I took a wander along the main pedestrianised street and found myself at the Lidras Street barricade, the point at which no-mans-land beyond abruptly severed what had once been the heart of the city. From a gantry where you could view the north beyond, a lone teenage sentry stood with a mean looking G3 assault rifle strapped across his chest and a pannier of 250 7.62mm rounds at the ready. It was bigger than him and if any Turk fancied his chances at further conquest this kid was goıng to put a hole in him big enough to put your fist through. From the other side a banner proclaimed "To those who are watching from the wall of spies this is the bridge of peace". Time had stood still in the buffer zone since 1974, the streets lay overgrown, the buildings in ruins. Houses sat with personal effects still left as they had been, the occupants leaving in the panic of the Turkish invasion expecting to be back within days, never to return. A car showroom still allegedly housed 1974 models in factory condition. A cat wandered across the rubble and momentarily broke the spell. Presumably it was a UN cat!

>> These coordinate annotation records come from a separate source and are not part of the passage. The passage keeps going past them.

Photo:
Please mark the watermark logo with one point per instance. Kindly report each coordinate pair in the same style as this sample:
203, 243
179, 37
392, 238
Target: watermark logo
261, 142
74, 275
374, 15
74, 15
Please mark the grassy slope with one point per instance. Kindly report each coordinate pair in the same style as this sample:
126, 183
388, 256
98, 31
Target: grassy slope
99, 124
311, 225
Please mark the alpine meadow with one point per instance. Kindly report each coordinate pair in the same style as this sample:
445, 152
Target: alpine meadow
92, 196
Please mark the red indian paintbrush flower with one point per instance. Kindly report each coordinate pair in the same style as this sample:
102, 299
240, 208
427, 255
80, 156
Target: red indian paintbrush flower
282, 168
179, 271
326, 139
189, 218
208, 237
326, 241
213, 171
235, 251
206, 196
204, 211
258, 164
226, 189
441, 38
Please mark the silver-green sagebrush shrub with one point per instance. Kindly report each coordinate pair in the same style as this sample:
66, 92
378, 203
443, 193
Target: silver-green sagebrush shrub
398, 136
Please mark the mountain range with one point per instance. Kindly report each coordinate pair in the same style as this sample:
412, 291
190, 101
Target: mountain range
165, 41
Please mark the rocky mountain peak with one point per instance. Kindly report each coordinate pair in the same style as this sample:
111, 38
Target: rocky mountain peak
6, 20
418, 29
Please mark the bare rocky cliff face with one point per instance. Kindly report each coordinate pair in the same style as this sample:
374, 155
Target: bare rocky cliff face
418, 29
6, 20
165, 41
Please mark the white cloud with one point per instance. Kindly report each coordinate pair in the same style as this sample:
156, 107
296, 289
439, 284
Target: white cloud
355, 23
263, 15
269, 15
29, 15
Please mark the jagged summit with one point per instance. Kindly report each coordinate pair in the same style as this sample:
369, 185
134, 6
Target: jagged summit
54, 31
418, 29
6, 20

The best view however of the north was afforded by none other than Debenhams, which had christened the top floor of its tower the Ledra Observatory. Storyboards and old photos explained the history of the city, picking out notable buildings in turn and explaining their development. You could also get a great view from the restaurant and so I elected to try the Greek dish Stifado (a beef stew) for the first time whilst scowering the north. The Kyrenia mountains looked very enticing and had the Turkish and TRNC flags defiantly etched across one of the hillsides.

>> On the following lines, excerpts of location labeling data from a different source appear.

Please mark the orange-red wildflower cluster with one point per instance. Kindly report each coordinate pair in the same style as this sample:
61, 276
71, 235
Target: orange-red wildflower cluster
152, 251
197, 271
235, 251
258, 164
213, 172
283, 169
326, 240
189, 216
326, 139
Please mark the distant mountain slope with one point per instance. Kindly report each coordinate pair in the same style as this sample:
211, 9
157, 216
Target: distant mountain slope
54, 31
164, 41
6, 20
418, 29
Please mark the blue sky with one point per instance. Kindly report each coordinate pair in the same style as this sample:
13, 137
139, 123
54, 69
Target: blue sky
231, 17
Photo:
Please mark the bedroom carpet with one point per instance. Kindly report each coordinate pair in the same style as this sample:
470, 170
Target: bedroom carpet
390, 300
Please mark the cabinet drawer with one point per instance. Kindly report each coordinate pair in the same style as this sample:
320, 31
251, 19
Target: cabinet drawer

İ walked round to the only other breach in the city walls in the south, the Pafos Gate where unmanned UN watchtowers stood dotted around. The "Fuck the UN" graffiti said it all. At this point the buffer zone forced allcomers outwith the walls and for a short stretch the ramparts above actually became the frontier, with nosey Turks cooing from behind the fence at passers by below. I followed the walls round which led to the Ledra Palace Hotel, a very large building which had had the misfortune of landıng up in no-mans-land and now subsequently housed Argentine peacekeepers. It was all very relaxed at the border and İ ambled about unchecked, noting political slogans strategically emblazoned. Plastered on the sides of the speed barriers was an emotive picture of lost souls. "1619 Still Missing - We Demand to Know" it proclaimed. Another very large sign which appeared to have been uprooted and placed aside wasn't so prosaic. "Beyond this checkpoint is an area of Cyprus still occupied by Turkish troops since their invasion in 1974... The invaders expelled 180,000 Cypriots of Greek origin from their ancestral homes and brought over colonists from mainland Turkey to replace them. Enjoy yourself in this land of racial purity and true apartheid. Enjoy the sight of our desecrated churches. Enjoy what remains of our looted heritage, and homes. From inhabitants of those areas who are forbidden to return". I guessed that it had been removed as a concession to the border restrictions loosening up, but they had still placed it where you could read it.
The road back out pointed towards a park where I finally met my mouflon, one of the few unique endemic species I could hope to see. The poor beastie was caged on its own and obviously going round the bend, shameful. It was a braw beastie though as sheep go, with long legs, a short tan coat and white underbelly. Adjacent lay what appeared to be the old redundant railway station in the hospital grounds and now serving as an innoculation centre. Why take the train when you can have a Jag, right! The city walls had become barely discernible above modern development, the stagnation of the north being palpable due to the more high rise appearance of the south.